M/S of two men sitting at tables in an office; they both have drawing boards before them and are designing bank notes, with art materials beside them. M/S over the shoulder of one of the men as he uses some dividers to measure something on a master copy, then picks up a paintbrush; C/U as he paints in part of the design on a (Spanish?) banknote using a magnifying glass.
Commentator tells us that this is "a firm of security printers in the City of London where a large proportion of the world's supply of new banknotes is produced"; (the firm is not mentioned by name but notes on file say it is Morris Waterlow and Sons in Worship Street, London). C/U of a portrait of Queen Elizabeth II panning left to show a steel engraving of the picture. Portraits are apparently used so much on banknotes because they are harder to forge. M/Ss and C/U of a man working on the engraving, called a steel die.

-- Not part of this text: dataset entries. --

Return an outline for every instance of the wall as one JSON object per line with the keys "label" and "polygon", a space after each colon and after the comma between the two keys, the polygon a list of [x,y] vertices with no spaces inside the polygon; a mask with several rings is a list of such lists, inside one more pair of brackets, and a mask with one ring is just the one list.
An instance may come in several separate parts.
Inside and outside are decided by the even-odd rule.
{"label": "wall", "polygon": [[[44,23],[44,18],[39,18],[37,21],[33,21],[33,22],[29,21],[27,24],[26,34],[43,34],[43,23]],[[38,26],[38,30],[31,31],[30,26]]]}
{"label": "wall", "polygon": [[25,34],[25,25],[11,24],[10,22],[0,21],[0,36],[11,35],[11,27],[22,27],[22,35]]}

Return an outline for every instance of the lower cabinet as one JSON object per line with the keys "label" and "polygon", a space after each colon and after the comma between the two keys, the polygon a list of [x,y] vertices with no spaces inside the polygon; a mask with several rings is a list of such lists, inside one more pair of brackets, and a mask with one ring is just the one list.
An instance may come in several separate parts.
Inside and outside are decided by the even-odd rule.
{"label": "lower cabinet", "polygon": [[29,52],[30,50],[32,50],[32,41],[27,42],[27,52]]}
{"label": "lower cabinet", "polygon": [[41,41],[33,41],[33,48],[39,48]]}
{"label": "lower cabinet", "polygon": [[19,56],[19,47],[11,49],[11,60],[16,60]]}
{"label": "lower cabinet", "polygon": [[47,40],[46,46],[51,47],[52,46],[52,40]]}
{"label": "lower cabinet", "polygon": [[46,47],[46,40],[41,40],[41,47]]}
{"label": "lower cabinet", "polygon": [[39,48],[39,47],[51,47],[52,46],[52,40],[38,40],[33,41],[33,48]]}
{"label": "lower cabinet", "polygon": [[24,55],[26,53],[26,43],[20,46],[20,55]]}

M/Ss and C/Us as we see the the design being embossed on a softened steel cylinder, being rolled back and forth on a transfer press. The cylinder is later hardened and we see it being rolled onto a large plate, to create rows of the design; the plate is then used for the actual printing on sheets.
M/Ss and C/Us of the printing machinery; we see sheets of banknotes passing through; a man takes a sheet from a pile collected at the end of the process and holds it up to the light to look at it.
M/S of a woman checking through huge wads of sheets of banknotes; she takes one out and in C/Us we see a double impression has been printed in one corner of a note. M/S and C/Us of another woman flipping through wads of single notes, checking for mistakes such as the wrong margin width. M/Ss of a man throwing wads of bad notes into it; C/Us of a security man indicating to him which bundles should be burnt. The man throws whole sheet of 'money' into the fire as the security man makes notes on a clipboard.
Note: there are extensive notes on file on the processes shown in the film. Cuts exist - see separate record.